Limitations and uncertainty:
Uncertainties in regional climate modelling can be associated with the downscaling process, the model itself, and the climate scenarios used to produce climate change projections. Many of these uncertainties are accounted for through producing ensembles using different climate scenarios, multiple realisations and driving GCMs. Inherent uncertainty passes from the driving GCM due the coarse resolution leading to errors in the data when downscaled for a regional climate, for example for coastal points and inland seas, variables must be interpolated or extrapolated leading to error.
- Uncertainty in future emissions through assumptions of the future socio-economic and technological situation.
- Uncertainty in the response of the climate to various drivers of change, due to an incomplete understanding of climate system processes and their representation in the model.

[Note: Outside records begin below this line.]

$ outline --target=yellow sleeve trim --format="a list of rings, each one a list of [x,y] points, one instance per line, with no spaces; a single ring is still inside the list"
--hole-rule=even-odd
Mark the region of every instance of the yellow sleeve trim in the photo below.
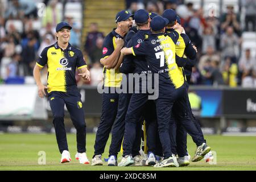
[[[78,67],[77,69],[81,69],[81,68],[84,68],[84,67],[87,67],[87,65],[82,65],[81,67]]]
[[[177,33],[178,33],[179,35],[180,35],[180,34],[177,31],[175,30],[175,32],[176,32]],[[182,34],[182,33],[181,33]]]
[[[38,64],[38,63],[36,62],[36,65],[38,66],[39,66],[40,68],[43,68],[44,67],[43,67],[42,65],[40,65],[39,64]]]
[[[135,55],[135,53],[134,53],[134,51],[133,50],[133,47],[131,47],[131,52],[133,52],[133,55],[134,56],[136,56],[136,55]]]

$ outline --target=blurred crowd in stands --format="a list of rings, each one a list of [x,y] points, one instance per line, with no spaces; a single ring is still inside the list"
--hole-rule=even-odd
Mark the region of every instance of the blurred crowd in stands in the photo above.
[[[1,0],[0,82],[11,83],[13,78],[16,82],[19,78],[22,82],[32,81],[29,78],[35,61],[45,47],[55,42],[55,27],[62,20],[72,26],[70,43],[83,51],[90,71],[92,81],[77,80],[79,85],[97,85],[101,81],[100,60],[106,35],[100,31],[96,23],[92,23],[82,45],[81,22],[76,22],[72,13],[64,12],[67,2],[81,3],[81,0],[64,1],[65,3],[58,0]],[[126,1],[131,13],[145,9],[162,15],[165,9],[176,10],[186,34],[197,48],[197,65],[193,68],[191,84],[256,87],[256,47],[242,47],[243,33],[256,34],[256,1],[237,1],[241,4],[236,6],[226,3],[223,11],[214,8],[205,11],[195,6],[194,1]],[[40,3],[46,5],[43,16],[39,14]],[[46,69],[43,74],[47,75]]]

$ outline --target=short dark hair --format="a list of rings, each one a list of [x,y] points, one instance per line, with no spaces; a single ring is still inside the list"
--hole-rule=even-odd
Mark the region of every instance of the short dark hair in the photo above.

- Uncertainty due to natural variability on temporal scales. Natural variability may add to or take from changes due to human activity at any point in time.This can be quantified by running multiple realisations of the climate of a given period (e.g. 30 years) to account for climate responses to natural variability.
Understanding these benefits and limitations leads to more accurate interpretation of model output. As such adaption decisions should be based on a range of climate scenarios accounting for uncertainties associated with projections. This range of scenarios can be collected through collaboration with neighbouring scientific groups and countries assessing a similar regional scale.
Formulation of the PRECIS model
The scientific formulation of PRECIS is based on the atmospheric component of the Met Office Hadley Centre's coupled climate model, HadCM3.
What hardware and operating system is required to run PRECIS?
PRECIS has been developed to run on PCs under 64-bit Intel (x86-64) compatible Linux-based systems. No particular Linux operating system is recommended; several distributions of SuSE, RedHat, Ubuntu and Debian have been tested successfully. Dual-boot PCs can be used, but bear in mind that the Windows partition will be unavailable unless the experiment is interrupted and the machine re-booted.
At least 512MB physical memory is required, and 1GB or more is recommended.
A minimum dual core CPU is required - more cores means faster run rate as PRECIS can run in parallel mode across cores.
Depending on the output options chosen, a typical 30-year PRECIS experiment generates between 130 and 540GB of output data, whilst the boundary conditions for a thirty-year experiment occupy 40GB. A hard disk size of at least 500GB is therefore recommended, although with careful data management by the user, smaller disks can be used.
If power supplies are unreliable, PRECIS can be shut down cleanly (ready for a re-start) given approximately a 1 hour notice. If shut down without warning, the model can be re-started from the beginning of the model month in progress, which might involve repeating up to typically twelve (real) hours of simulation. A UPS (uninterruptible power supply) may therefore be appropriate if power outages are frequent.
How fast is PRECIS?
A typical experiment, covering a 100-by-100 grid box domain run on 2 cores in parallel, takes 1 month to complete a 30-year simulation. With 4 cores it will take about 2 weeks and 8 cores about 1 weeks.
What output does PRECIS produce?
A comprehensive set of variables has been chosen for PRECIS's default output - for a listing, please see Appendix C of the PRECIS Technical Manual.
Can PRECIS be parallelized or run on a cluster?
The current version of PRECIS runs on multi-core cluster systems in parallel MPP mode.
PRECIS will not run as installed on cluster systems using scheduling, queuing or job control software without extra effort from the PRECIS team which will incur additional costs. It could be much easier and cheaper to run PRECIS on a multi-core desktop rather than a dedicated cluster.